My Hat Goes Off...Maybe Even My Pants

It's going to take me a few minutes to get to the point of the title so just bear/bare with me.

I for one will be very glad when this semester is over. Talk about being on overload--geez...I feel like a machine that just grades papers and at that point the fun just isn't there to be able to enjoy the teaching experience. Well the forecast for next semester seems more favorable so far. I have three classes on M-W-F and two other night classes on T-TR which should make for a more manageable schedule and hopefully allow me to get my writing back on track--yeah--yeah--that's right--talk is cheap and I know it. The proof is in the actual writing and I need to get the routine back.

Getting the routine back is important as long as the routine serves you and not vice versa. I advise caution here as well as enthusiasm. What one must remember is that the routine cannot control your life--otherwise it becomes a compulsion or addiction and we spend most of our lives feeding the monkey. We all have them--the routine which we all become accustomed to and just merrily allow ourselves to be drawn into its clutches. Most of the time we go willingly, we let it cradle us and even rock us to sleep sometimes. If we don't allow ourselves to break free of these routines--and of course I am referring to the bad ones--we will never be willing or able to accept the fact that change is always inevitable as long as we are willing to accept the consequences of those actions and that is where the crap hits the fan.

This results in calling for the destruction of another routine that brings us a sense of comfort. The one that says that to have something is better than nothing. These come in many shapes and forms...I'm not smart enough, or I am not good at something or I'm too old or I'm too young, I'm the wrong height, I'm too skinny or fat...etc. We conveniently use these as a tool to sit back on our comforting laurels and wallow in the muck of complacency because we don't want to be one of those kind.

Yet we hear about "those people" that dare to make the leap to break the bonds of complacency and do what everyone whispers about in dark corners when they see one of "those people." You have heard it and possibly even said it before:

"Have you heard what so and so did? How scandalous is that!"
"What could have come over him/her? What were they thinking?"
"Oh--it'll never work of course!"

Now i am not condoning acts of the bizzare or perverted but rather those that are grounded in some form of a moral sense of right or wrong.

If life was a fairy tale then things would always go perfectly. But when we remove the haze of complacency that has resided at our address for so long that we get mail addressed to Mr. or Mrs. Complacent, we have accepted it as the norm. Then we must decide that if we take the big risk and rid ourselves of this routine, perhaps it is a real chance to attain what we really want or need, even if the odds are against it. These people who take the chance and remove the blanket of false security and bare their butts to the cold harsh world in which we live and risk freezing their butts off by the rest of the so-called proper society, are the true risk takers. They have recognized what holds them back and removed the obstacles. They go double or nothing and hope for the best.

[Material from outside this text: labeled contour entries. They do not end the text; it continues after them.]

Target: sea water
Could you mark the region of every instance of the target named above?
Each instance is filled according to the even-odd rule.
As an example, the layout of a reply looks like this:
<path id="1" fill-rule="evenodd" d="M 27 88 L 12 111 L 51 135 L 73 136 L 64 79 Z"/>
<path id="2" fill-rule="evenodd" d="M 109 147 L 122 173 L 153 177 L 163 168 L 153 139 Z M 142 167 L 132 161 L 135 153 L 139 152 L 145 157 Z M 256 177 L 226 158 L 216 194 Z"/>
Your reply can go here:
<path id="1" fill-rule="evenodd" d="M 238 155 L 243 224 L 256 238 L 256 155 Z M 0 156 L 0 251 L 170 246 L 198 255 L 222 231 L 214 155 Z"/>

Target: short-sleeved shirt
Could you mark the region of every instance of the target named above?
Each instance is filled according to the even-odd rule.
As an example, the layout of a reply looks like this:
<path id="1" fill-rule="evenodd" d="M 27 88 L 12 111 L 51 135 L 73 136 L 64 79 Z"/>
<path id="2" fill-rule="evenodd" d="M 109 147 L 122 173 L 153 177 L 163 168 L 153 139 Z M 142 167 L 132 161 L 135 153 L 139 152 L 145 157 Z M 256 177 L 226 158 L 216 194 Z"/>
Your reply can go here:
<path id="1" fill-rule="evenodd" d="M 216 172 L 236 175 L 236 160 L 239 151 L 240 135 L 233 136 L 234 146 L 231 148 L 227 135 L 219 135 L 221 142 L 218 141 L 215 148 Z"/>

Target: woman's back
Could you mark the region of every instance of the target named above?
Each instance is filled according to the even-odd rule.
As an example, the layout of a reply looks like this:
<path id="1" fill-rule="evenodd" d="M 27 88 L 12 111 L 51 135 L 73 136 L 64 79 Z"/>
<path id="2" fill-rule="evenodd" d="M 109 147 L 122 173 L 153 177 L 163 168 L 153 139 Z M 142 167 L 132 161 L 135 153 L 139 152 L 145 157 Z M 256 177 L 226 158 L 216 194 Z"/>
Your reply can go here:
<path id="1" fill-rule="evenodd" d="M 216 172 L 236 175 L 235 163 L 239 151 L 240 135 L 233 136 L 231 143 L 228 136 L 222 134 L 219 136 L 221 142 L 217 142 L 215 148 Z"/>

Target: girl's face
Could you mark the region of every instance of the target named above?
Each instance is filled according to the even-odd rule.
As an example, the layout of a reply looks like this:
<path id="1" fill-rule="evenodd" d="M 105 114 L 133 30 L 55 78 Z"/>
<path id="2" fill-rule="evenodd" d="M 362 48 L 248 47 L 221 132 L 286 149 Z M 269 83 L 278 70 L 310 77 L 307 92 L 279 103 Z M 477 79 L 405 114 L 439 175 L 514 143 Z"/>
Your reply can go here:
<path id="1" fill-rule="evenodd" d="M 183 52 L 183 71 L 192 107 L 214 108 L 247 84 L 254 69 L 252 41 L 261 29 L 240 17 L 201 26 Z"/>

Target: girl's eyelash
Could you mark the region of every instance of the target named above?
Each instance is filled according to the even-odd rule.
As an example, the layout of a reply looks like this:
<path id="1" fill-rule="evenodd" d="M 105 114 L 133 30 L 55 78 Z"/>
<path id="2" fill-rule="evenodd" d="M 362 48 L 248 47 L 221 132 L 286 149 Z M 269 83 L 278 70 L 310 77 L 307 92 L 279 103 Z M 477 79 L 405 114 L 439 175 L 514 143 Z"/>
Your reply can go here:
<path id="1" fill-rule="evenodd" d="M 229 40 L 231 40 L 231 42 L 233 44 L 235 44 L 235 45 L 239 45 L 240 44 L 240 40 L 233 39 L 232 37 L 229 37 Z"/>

Remember the scene from the Indiana Jones movie...I think it was the one with the search for the Holy Grail when Indy has to take that step off the cliff and he cannot see the stone bridge that is actually there..it's a leap of faith. Not much different is it--to risk it all with just one step.

So to the butt bearing community--and you know who you are--my hat goes off to you folks--and heck even my own pants. And just to clarify...it's just one foot in front of the other--right?